Local councils - the front line of the refugee crisis

The DStGB would like to see the German Criminal Code make an explicit link between stalking and holding public office - making "political stalking" a specific crime distinct from personal stalking.

In a 14-page report, the DStGB pointed out what it called "substantial punishability gaps" in the current law. Strangely enough, while insults can often be pursued legally, direct threats can't - especially if they are vaguely worded. "Threats to commit an attack ('we'll put you in hospital') or diffuse threats ('don't feel too safe,' 'we can attack any time') are not prosecutable under the current law," the DStGB report found. As a result, while in most cases the threats are not carried out, they create a psychological burden, and victims suffer from "permanent fear for themselves and their families."

"It's not about the insults, it's about the violation of private life," said Landsberg. "Under the current law, stalking is defined as a constant impairment to someone's life, and that's very hard to prove, and that's what we want to change."

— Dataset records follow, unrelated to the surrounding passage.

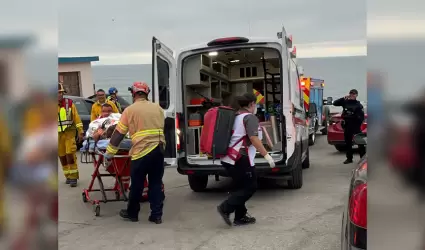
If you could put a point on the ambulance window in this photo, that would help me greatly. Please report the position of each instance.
(163, 83)
(248, 72)
(254, 71)
(242, 72)
(295, 86)
(301, 92)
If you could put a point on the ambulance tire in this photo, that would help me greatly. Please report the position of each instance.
(325, 129)
(341, 148)
(296, 182)
(198, 183)
(306, 162)
(312, 138)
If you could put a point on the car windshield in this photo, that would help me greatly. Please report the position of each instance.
(81, 107)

Germany's state governments and local councils are responsible for administering the arrival of refugees, which includes registration, finding accommodation, and providing them with food and medical care. This means they have also taken most of the heat from the far right and those opposed to the federal government's refugee policy. The pressure has sometimes erupted into slightly farcical political stunts - as when Bavarian councillor Peter Dreier drove a bus full of refugees to the chancellery in Berlin in mid-January.